Checks if a dataset confirms to a given set of rules
Usage
check_data(
x,
rules,
xname = deparse(substitute(x)),
stop_on_fail = FALSE,
stop_on_warn = FALSE,
stop_on_error = FALSE
)
Arguments
- x
a dataset, either a
data.frame
,dplyr::tibble
,data.table::data.table
,arrow::arrow_table
,arrow::open_dataset
, ordplyr::tbl
(SQL connection)- rules
a list of
rule
s- xname
optional, a name for the x variable (only used for errors)
- stop_on_fail
when any of the rules fail, throw an error with stop
- stop_on_warn
when a warning is found in the code execution, throw an error with stop
- stop_on_error
when an error is found in the code execution, throw an error with stop
Examples
rs <- ruleset(
rule(mpg > 10),
rule(cyl %in% c(4, 6)), # missing 8
rule(qsec >= 14.5 & qsec <= 22.9)
)
rs
#> <Verification Ruleset with 3 elements>
#> [1] 'Rule for: mpg' matching `mpg > 10` (allow_na: FALSE)

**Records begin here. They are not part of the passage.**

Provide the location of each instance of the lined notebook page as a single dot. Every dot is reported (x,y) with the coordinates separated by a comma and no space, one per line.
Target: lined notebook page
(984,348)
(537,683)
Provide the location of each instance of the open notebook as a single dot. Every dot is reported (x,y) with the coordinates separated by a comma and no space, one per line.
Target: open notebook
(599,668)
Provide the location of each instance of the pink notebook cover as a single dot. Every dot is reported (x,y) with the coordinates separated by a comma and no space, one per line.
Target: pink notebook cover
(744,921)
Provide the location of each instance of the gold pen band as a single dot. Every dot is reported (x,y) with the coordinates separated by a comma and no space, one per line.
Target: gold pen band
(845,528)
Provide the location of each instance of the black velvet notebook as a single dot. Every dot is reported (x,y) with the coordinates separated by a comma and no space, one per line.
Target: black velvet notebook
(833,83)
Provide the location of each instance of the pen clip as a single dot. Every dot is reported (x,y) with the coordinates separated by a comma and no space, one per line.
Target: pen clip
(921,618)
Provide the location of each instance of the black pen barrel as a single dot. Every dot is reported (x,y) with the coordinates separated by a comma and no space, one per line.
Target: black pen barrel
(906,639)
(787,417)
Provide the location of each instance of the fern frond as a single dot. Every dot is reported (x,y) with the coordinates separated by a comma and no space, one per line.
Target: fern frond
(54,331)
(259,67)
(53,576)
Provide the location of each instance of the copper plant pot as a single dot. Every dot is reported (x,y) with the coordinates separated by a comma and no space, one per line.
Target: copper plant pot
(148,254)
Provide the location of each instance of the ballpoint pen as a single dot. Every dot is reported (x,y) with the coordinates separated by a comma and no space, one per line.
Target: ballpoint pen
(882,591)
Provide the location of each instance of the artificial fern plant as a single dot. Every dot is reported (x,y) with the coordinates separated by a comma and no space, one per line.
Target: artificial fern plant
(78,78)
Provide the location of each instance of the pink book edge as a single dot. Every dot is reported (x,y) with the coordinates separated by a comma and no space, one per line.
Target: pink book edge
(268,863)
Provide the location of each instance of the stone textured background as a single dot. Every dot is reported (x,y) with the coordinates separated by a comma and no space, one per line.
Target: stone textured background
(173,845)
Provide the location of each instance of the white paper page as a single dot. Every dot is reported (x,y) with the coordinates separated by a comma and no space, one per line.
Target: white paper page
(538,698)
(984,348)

#> [2] 'Rule for: cyl' matching `cyl %in% c(4, 6)` (allow_na: FALSE)
#> [3] 'Rule for: qsec' matching `qsec >= 14.5 & qsec <= 22.9` (allow_na: FALSE)
check_data(mtcars, rs)
#> name expr allow_na negate tests pass fail
#> 1: Rule for: mpg mpg > 10 FALSE FALSE 32 32 0
#> 2: Rule for: cyl cyl %in% c(4, 6) FALSE FALSE 32 18 14
#> 3: Rule for: qsec qsec >= 14.5 & qsec <= 22.9 FALSE FALSE 32 32 0
#> warn error time
#> 1: 0.0052380562 secs
#> 2: 0.0027456284 secs
#> 3: 0.0002403259 secs